Dr Caldwell found the pharmacy in breach of Right 4(1) of the Code for failing to dispense liquid loratadine correctly.

“The pharmacy has an organisational responsibility to provide a reasonable standard of care to its consumers. In my opinion, the error represents a failure by the pharmacy to provide services with reasonable care and skill.”

Following the investigation conducted by Medsafe, the pharmacy made a number of changes, including acquiring a tablet counting machine and a blister packaging machine to ensure more accurate dispensing and to reduce error rates. Both machines free up technicians and pharmacists to focus on other tasks, such as dispensing and checking.

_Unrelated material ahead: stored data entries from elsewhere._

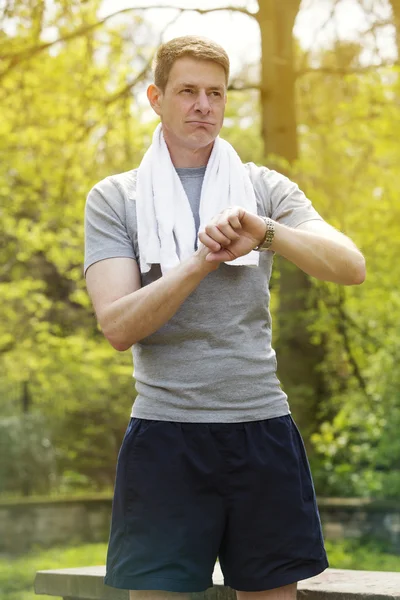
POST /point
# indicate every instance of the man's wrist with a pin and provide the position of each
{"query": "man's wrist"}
(265, 243)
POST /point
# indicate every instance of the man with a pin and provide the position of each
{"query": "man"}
(212, 464)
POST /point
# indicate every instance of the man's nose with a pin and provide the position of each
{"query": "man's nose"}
(203, 102)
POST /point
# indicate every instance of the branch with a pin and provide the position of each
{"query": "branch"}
(18, 57)
(143, 73)
(341, 71)
(343, 330)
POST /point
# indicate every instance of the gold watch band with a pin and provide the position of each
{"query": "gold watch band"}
(269, 235)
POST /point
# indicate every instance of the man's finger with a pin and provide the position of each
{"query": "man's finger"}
(223, 234)
(208, 241)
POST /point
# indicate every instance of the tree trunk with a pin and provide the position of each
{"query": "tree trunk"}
(297, 357)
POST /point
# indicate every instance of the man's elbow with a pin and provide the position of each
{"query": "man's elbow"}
(117, 339)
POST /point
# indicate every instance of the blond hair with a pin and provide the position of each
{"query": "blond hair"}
(189, 45)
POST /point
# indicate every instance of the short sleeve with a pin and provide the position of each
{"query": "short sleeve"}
(288, 204)
(106, 234)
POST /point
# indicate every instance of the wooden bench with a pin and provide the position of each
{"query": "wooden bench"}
(86, 583)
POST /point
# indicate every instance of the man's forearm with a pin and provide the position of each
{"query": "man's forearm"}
(139, 314)
(337, 260)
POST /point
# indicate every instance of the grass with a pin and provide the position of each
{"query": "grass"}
(17, 573)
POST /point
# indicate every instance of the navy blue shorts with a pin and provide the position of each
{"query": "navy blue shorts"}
(189, 493)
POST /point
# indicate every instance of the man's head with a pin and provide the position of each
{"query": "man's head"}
(195, 47)
(189, 92)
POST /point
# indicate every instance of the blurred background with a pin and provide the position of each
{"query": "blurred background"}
(315, 94)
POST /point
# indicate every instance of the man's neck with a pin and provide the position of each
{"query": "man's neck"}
(186, 158)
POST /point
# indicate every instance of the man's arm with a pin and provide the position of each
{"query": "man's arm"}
(314, 246)
(127, 312)
(321, 251)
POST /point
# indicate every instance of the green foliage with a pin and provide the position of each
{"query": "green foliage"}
(363, 555)
(17, 574)
(349, 167)
(72, 114)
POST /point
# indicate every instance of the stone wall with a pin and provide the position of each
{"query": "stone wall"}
(48, 523)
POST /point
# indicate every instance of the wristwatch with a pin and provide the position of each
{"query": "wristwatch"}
(269, 235)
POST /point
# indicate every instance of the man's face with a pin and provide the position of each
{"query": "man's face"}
(192, 105)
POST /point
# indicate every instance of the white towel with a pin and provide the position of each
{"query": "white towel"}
(165, 222)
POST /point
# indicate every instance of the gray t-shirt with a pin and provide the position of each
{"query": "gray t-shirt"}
(213, 360)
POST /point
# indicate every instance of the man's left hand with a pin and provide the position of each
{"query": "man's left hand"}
(232, 233)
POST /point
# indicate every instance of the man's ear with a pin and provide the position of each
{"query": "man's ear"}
(154, 95)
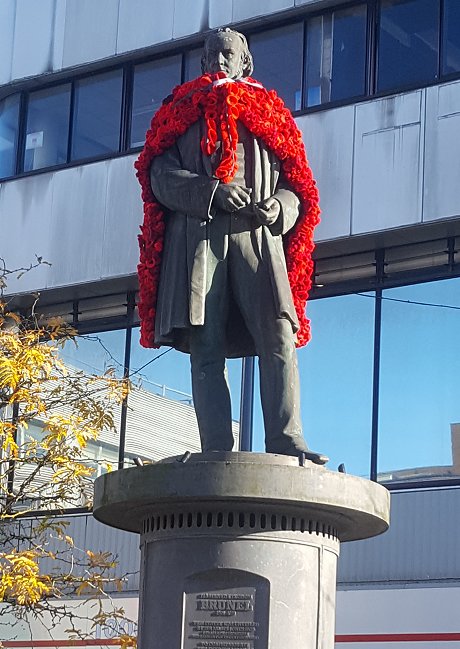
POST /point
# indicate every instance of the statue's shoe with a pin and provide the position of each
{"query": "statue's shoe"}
(303, 453)
(316, 458)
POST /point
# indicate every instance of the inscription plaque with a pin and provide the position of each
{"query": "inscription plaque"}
(227, 616)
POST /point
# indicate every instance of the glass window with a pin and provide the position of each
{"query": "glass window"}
(153, 82)
(336, 56)
(407, 43)
(161, 417)
(451, 37)
(9, 116)
(419, 410)
(192, 64)
(336, 382)
(97, 115)
(278, 61)
(47, 131)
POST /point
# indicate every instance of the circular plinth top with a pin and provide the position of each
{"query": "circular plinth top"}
(356, 507)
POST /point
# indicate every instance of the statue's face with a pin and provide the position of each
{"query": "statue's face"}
(225, 53)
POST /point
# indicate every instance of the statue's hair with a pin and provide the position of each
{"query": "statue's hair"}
(248, 64)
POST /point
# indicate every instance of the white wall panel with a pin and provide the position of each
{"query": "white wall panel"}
(90, 30)
(59, 33)
(187, 21)
(144, 22)
(220, 13)
(243, 9)
(25, 206)
(33, 38)
(388, 163)
(7, 18)
(442, 141)
(77, 224)
(123, 216)
(328, 138)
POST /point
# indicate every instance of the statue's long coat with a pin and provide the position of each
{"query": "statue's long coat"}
(174, 132)
(182, 180)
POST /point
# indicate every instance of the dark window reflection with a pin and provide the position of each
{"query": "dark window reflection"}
(9, 115)
(278, 55)
(153, 82)
(47, 131)
(419, 415)
(192, 64)
(408, 43)
(336, 56)
(451, 37)
(97, 115)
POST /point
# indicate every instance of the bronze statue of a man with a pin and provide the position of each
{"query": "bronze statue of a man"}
(223, 288)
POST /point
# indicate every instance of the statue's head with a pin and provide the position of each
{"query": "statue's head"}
(227, 51)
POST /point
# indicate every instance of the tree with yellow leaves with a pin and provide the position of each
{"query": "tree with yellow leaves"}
(46, 473)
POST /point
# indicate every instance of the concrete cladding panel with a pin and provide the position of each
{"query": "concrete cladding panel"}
(388, 163)
(422, 544)
(144, 22)
(33, 38)
(189, 22)
(83, 220)
(25, 206)
(220, 13)
(84, 39)
(7, 15)
(120, 250)
(244, 9)
(442, 171)
(77, 224)
(328, 138)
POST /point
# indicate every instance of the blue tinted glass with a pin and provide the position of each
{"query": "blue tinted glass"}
(47, 131)
(408, 43)
(9, 115)
(336, 56)
(153, 82)
(97, 115)
(336, 382)
(451, 37)
(278, 63)
(419, 430)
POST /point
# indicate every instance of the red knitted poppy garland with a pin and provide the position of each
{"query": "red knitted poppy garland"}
(220, 102)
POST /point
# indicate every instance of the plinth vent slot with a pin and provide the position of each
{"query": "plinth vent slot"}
(251, 521)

The pharmacy also increased staffing levels and implemented new processes to ensure staff members are aware of any brand changes and changes to medication positioning.

Dr Caldwell commended the pharmacy on the actions taken once it became aware of the incident, including openly disclosing to the boy’s parents that the incident had occurred and that the pharmacy was investigating it, extending an apology, and undertaking an incident notification.

Further to the changes already made, Dr Caldwell recommended the pharmacy undertake an audit of a random sample of 20 dispensed liquid medications that required reconstitution/compounding or transfer to a dispensing bottle, to determine whether these were checked by two people, and that they report back to HDC with an audit summary and any corrective actions.